- Active: 1871–1936
- Country: Canada
- Branch: Canadian Militia
- Type: Line Infantry
- Role: Infantry
- Size: One Regiment
- Part of: Non-Permanent Active Militia
- Garrison/HQ: Amherst, Nova Scotia
- Motto: Cos Cheum Nach Gabh Tilleadh (Scottish Gaelic for 'Our footsteps will not allow us to go backwards')
- Engagements: Second Boer War; First World War;
- Battle honours: See #Battle Honours

= Cumberland Highlanders =

The Cumberland Highlanders was an infantry regiment of the Non-Permanent Active Militia of the Canadian Militia (now the Canadian Army). In 1936, the regiment was amalgamated with the Colchester and Hants Regiment to form the North Nova Scotia Highlanders.

== Lineage ==
- Originated on 6 April 1871, in Amherst, Cumberland County, Nova Scotia, as the Cumberland Provisional Battalion of Infantry.
- Redesignated on 12 June 1885, as the 93rd Cumberland Battalion of Infantry.
- Redesignated on 8 May 1900, as the 93rd Cumberland Regiment.
- Redesignated on 29 March 1920, as the Cumberland Regiment.
- Redesignated on 15 June 1927, as the Cumberland Highlanders.
- Amalgamated on 1 December 1936, with the Colchester and Hants Regiment (less C Company) and C Company of the 6th Machine Gun Battalion, CMGC (now the Princess Louise Fusiliers), and redesignated as the North Nova Scotia Highlanders (Machine Gun).

== History ==

=== Early history ===
On 6 April 1871, the Cumberland Provisional Battalion of Infantry was organized from four independent companies in Amherst; River Philip; Maccan and River Herbert, Tidnish, Nova Scotia.

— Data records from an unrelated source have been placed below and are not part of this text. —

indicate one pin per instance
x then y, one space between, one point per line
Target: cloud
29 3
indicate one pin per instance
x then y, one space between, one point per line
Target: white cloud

On 12 June 1885, the battalion was redesignated as the 93rd Cumberland Battalion of Infantry.

=== South African War ===
During the South African War, the 93rd Cumberland Battalion of Infantry contributed volunteers for the Canadian Contingents, most notably for the 2nd (Special Service) Battalion, Royal Canadian Regiment.

=== Early 1900s ===
As a part of the country-wide reorganization of the Canadian Militia at the start of the 20th century, on 8 May 1900, the regiment was redesignated as the 93rd Cumberland Regiment.

=== First World War ===
On 15 July 1916, the 193rd Battalion (Nova Scotia Highlanders), CEF was authorized for service and on 12 October 1916, the battalion embarked for Great Britain. After its arrival in the UK, the battalion provided reinforcements for the Canadian Corps in the field. On 20 January 1917, the battalion's personnel were absorbed by the 17th Reserve Battalion, CEF. On 18 February 1918, the 193rd Battalion, CEF was disbanded.

=== 1920s–1930s ===
After the war the regiment was granted the perpetuation of the
193rd Battalion (Nova Scotia Highlanders), CEF.

On 1 April 1920, as a result of the reorganization of the Canadian Militia following the Otter Commission, the 93rd Cumberland Regiment was redesignated as the Cumberland Regiment.

On 16 June 1927, the regiment was redesignated as the Cumberland Highlanders.

On 1 December 1936, as a result of the 1936 Canadian Militia Reorganization, the Cumberland Highlanders were amalgamated with the Colchester and Hants Regiment and “C” Company of the 6th Machine Gun Battalion, CMGC, to form the North Nova Scotia Highlanders (Machine Gun) (now part of the Nova Scotia Highlanders).

== Battle honours ==

South African War
- South Africa, 1899–1900

Great War
- Arras, 1917, '18
- Ypres, 1917
- Amiens
- Hindenburg Line
- Pursuit to Mons

Of the First World War honors, "Arras, 1917;" "Amiens," the "Hindenburg Line," and the "Pursuit to Mons" were selected to be borne on colours and appointments.